Like many places around the world, African farmers are always dealing with unpredictable weather conditions which usually affect different areas of the continent and often result in crop loss or very poor yields. Partially solving this dilemma, by helping farmers estimate rainfall levels for the coming season, is quite important because the consequences of misestimating future rainfall may result in total financial ruin to some farmers or even worst, severe food shortage in a whole region.
Data scientist ... tight spot
Last year we were approached by an expert who was using machine learning models to predict rainfall levels for different African regions at a weather monitoring centre in Niamey, the capital of Niger.
The problem as explained was that available ML models in the field were limited because they do not allow for exploration under different scenario. In other words, they do not permit data scientist to tweak the input or change the target in order to study and estimate rainfall for a given city under different conditions.
30 years’ precipitation data from NASA
The time series data used in our focused study came from NASA’s historical records and for our purpose, the data scientist helped navigate their website and then download rainfall precipitation (in mm) for the first 90 days of the planting season and for a period of 30 years – all for Abidjan, the largest economic city in Cote d'ivoire.

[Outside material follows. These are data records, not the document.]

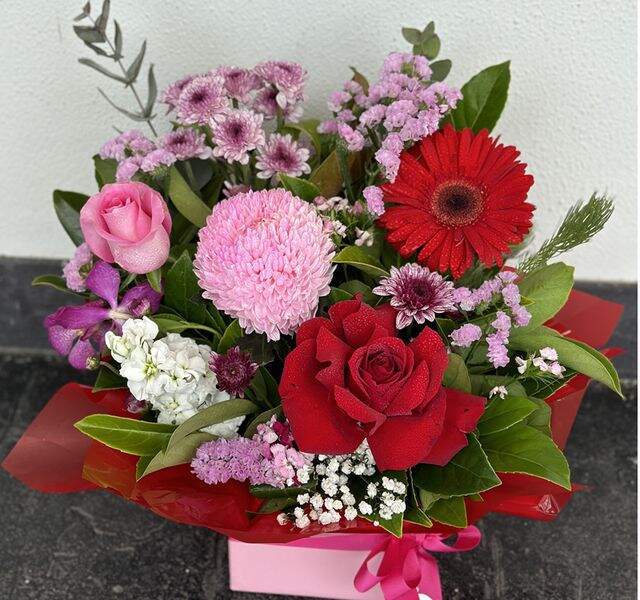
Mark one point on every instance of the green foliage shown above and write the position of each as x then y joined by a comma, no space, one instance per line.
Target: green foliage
186,201
468,472
523,449
571,353
483,99
502,413
582,222
450,511
67,206
457,376
302,188
548,290
132,436
358,258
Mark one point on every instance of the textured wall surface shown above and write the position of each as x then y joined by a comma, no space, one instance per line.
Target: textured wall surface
571,111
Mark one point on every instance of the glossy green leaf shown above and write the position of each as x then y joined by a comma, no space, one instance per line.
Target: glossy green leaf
457,376
358,258
217,413
571,353
548,290
468,472
303,188
177,454
483,99
230,337
67,206
523,449
450,511
502,413
185,199
132,436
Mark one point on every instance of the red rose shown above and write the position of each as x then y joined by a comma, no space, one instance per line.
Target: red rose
350,377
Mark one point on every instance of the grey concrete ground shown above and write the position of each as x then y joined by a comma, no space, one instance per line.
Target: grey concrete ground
94,545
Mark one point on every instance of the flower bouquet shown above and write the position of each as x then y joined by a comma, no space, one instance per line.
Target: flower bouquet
304,334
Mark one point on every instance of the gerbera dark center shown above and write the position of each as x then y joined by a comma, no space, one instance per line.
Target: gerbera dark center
457,203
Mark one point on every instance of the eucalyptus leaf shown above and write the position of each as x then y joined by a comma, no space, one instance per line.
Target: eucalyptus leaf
217,413
483,99
523,449
502,413
186,200
132,436
468,472
358,258
67,206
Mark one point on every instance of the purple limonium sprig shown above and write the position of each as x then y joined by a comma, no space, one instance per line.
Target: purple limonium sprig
78,331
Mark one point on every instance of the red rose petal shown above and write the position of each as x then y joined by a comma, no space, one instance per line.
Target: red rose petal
463,412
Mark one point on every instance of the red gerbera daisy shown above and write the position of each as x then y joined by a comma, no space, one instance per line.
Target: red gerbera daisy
458,195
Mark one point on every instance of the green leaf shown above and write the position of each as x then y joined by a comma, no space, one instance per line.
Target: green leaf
302,188
134,69
230,337
413,36
263,417
548,288
483,99
450,511
540,418
180,453
132,436
457,376
155,279
67,206
358,258
440,69
185,200
571,353
108,380
523,449
105,170
468,472
54,281
393,525
502,413
217,413
97,67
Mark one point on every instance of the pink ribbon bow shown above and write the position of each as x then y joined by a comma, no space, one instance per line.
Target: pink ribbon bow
407,566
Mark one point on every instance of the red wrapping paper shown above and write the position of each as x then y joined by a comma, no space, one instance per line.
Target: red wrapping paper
52,456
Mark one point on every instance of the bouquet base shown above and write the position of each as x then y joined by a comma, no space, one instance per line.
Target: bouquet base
294,571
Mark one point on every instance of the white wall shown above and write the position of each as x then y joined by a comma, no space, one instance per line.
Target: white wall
572,105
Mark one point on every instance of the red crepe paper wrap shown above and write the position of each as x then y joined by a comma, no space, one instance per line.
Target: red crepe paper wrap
52,456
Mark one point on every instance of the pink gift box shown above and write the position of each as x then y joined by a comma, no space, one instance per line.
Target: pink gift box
294,571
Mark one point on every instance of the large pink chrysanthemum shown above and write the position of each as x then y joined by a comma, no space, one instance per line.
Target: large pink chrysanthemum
263,258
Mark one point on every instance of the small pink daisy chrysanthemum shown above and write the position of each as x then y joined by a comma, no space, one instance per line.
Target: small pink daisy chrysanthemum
235,133
201,99
264,259
185,143
238,81
282,154
416,293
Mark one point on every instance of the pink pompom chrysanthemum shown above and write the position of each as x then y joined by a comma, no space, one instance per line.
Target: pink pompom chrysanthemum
235,132
201,99
264,258
282,154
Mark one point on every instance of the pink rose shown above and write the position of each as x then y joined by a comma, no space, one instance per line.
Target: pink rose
129,224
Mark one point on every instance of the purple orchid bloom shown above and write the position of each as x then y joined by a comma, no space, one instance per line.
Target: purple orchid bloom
78,331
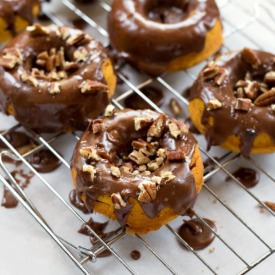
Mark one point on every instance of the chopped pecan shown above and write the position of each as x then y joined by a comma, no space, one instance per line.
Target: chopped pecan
118,201
115,171
175,154
109,111
81,55
266,98
243,104
250,57
270,78
10,58
167,175
91,86
97,126
175,107
89,169
142,122
89,153
174,129
138,157
213,104
157,127
54,88
37,30
148,191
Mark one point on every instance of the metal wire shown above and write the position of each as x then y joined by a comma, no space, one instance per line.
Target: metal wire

Overall the time series data is straightforward. In addition, to the 90 columns it also included 4 additional columns – totals rainfall for each of the 3 months and the grand total for the season as a whole. With this data in hand, we started working on a very interesting problem – something we had never encountered and had never thought of using our Flek Machine to solve.
GoFlek ... to rescue
What made this problem even more interesting, is that despite the apparent simplicity of the data, the number of questions that a farmer can ask is huge and the kind of predictions that needs to be performed are countless.
For example, if in the first month of a given season the rain fall was low and the total rainfall for the previous season was within a given range what will be the range of rainfall in the last month of the planting season and that of the season as a whole. With such prediction at hand, farmers can delay their planting for the 3rd month. Therefore, saving their crops and improving overall yields.
By knowing the ideal time to plant and estimating expected accumulative rainfall, farmers also have the option to choose a totally different crop to plant. Thus, reducing overall risk and helping them buy the right seeds and fertilizers just before planting time.
Flek: forward and backward prediction
For GoFlek, and given our forward and backward capable predictive engine, running all these scenarios is straight forward, especially when compared to what the data scientist had to go through using off-the-shelf predictive models. In fact, he had to build many disconnected models each with a different input and output depending on how many months ahead he needs to estimate and which of the previous months or seasons he needs to use as input. Moreover, he had to prepare for each scenario in mind a different dataset for modelling, training, validation and tuning.
Overall, the data scientist was very pleased using the Flek Machine. Making his experience even more satisfying, was the fact that Flek’s probabilistic model is universal and "open". Once built, the user can, at any time and under various scenarios, run his queries without remodelling or retraining as well as trace back his predictions in order to peek into how they were computed.
The entire project took about 2 weeks to complete, and then 1 week to test a number of scenarios with the data science expert.